Онлайн книга - Безумие | Автор книги - Калин Терзийски

Cтраница 31
читать онлайн книги бесплатно

— Как-то не похоже на эпикриз. И почему ты его удаляешь? — спросила Карастоянова с такой подозрительностью, будто только что разоблачила Мату Хари.

— Да что-то у меня не выходит, — ответил я, обнаглев до такой степени, что в моем голосе не оказалось ни капли смущения. А была только спокойная наглость. Мне ужасно надоело прятаться от всего и вся. А прятался я еще и по другой причине, чтобы глотнуть виски из «служебных» бутылок за какой-нибудь дверью или в какой-нибудь кладовке. И это мне не нравилось, совсем не нравилось. Я стоял на пути к алкоголизму. Знал, но шагал по этой дорожке с улыбкой.

— Да ну! — махнула рукой Карастоянова. Она была неподражаема. Понимала все с полуслова и отступала с аристократической легкостью. Она знала, какие ужасные маленькие преисподни разверзаются иногда в сердцах молодых врачей. Хотя нет, не знала, а скорее предполагала; и проходила мимо них, небрежно махнув рукой: «Эх, все это давно мне известно!»

— Доктор Карастоянова, — я быстренько сменил тему, — что мы будем делать с Василом?

— Как что? — снова округлила глаза она, будучи готовой обратить свою энергию на новый случай.
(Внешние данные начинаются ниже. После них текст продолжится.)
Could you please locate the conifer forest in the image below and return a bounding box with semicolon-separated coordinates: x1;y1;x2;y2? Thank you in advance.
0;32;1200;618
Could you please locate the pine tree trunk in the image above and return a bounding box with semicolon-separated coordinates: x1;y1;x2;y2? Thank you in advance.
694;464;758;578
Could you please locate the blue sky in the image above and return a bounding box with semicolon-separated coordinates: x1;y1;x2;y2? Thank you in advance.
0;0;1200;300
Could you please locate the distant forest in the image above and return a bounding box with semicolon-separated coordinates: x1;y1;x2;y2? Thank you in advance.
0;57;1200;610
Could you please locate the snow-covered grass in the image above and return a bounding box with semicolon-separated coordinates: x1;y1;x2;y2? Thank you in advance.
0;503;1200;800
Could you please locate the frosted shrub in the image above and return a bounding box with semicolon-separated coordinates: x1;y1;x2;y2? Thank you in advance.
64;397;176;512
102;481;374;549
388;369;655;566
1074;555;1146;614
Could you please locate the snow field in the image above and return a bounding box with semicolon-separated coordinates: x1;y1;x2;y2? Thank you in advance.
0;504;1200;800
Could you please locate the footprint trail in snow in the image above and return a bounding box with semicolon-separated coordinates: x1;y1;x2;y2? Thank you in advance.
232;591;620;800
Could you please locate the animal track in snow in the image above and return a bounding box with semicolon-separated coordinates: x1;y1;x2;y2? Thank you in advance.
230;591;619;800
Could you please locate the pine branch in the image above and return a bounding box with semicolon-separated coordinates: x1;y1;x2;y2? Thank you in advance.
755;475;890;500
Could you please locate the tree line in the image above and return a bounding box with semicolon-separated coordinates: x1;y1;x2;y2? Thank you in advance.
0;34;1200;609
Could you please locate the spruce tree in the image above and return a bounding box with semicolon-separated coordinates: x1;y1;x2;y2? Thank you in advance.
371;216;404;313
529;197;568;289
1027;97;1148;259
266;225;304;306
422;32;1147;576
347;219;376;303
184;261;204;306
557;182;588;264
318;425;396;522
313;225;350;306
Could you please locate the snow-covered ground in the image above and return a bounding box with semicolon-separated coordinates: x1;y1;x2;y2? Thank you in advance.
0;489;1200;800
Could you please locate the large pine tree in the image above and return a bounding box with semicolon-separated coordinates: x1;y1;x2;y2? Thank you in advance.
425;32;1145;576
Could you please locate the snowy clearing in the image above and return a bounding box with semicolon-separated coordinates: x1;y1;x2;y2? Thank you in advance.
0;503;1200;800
После того, как она перестала интересоваться моими драматическими посланиями, она вновь оживилась и бросила напряженный взгляд на стол. — В каком смысле «что мы будем делать?»

— Так мы же его постоянно запихиваем в…

— Что мы с ним делаем? — оскорбилась Карастоянова и ее глаза вновь наполнились театрально преувеличенным укором.

— Я хотел сказать «размещаем», — усмехнулся я (потому что хорошо знал, что это совсем не «размещение», а настоящее «запихивание», но спорить не хотелось), — так вот, мы же только и знаем, что размещаем его здесь, назначая принудительное лечение, потом мы его освобождаем, потом снова забираем… таскаем по судам, а ничего не меняется, его состояние без изменений… Так вот я и спрашиваю себя: зачем мы мучаем человека… Я чуть ему руку не сломал… когда это было?

— Уж месяц как, — сказала Карастоянова. — И что ты предлагаешь? Совсем его не лечить? Оставить в покое и отправить домой? Так он же мать свою прикончит, а, Калин? Прибьет или придушит эту старую ведьму.

— Ну, да! — промычал я. И подумал о своем письме. Я начал его писать как поэму. А сейчас я осознал, что хотел написать о своей свободе. Письмо или поэму. Да что получится. Я хотел описать, как освобожусь от всего, что меня сковывало. Я чувствовал себя, как несчастный больной, замотанный в воняющие мочой простыни, связанный толстыми, врезающимися в кожу ремнями, накаченный тысячами миллиграммов галоперидола, хлоразина, тизерцина, флупиртина, флупентиксола, диазепама, антиалерзина, сульпирида и лепонекса. Безумный, который пишет письмо-заявление-стихотворение, чтобы освободиться.

— Скажи-ка, — снисходительно посмотрела на меня, прикрыв глаза от сигаретного дыма, Карастоянова, — скажи мне, мой друг, что по твоим представлениям мы можем сделать с Василом? Потому что уж очень по-философски ты рассуждаешь… этим утром ты говоришь не как психиатр, а как какой-то… гражданский.

Я ужаснулся этому случайно, но удачно подобранному слову — «гражданский». Она произнесла его бессознательно, но сейчас это слово довлело над нами, потому что я молчал. Как будто мы, психиатры, не были гражданами, не были обычными людьми, живущими мелкими житейскими заботами, а были винтиками какой-то полицейской системы!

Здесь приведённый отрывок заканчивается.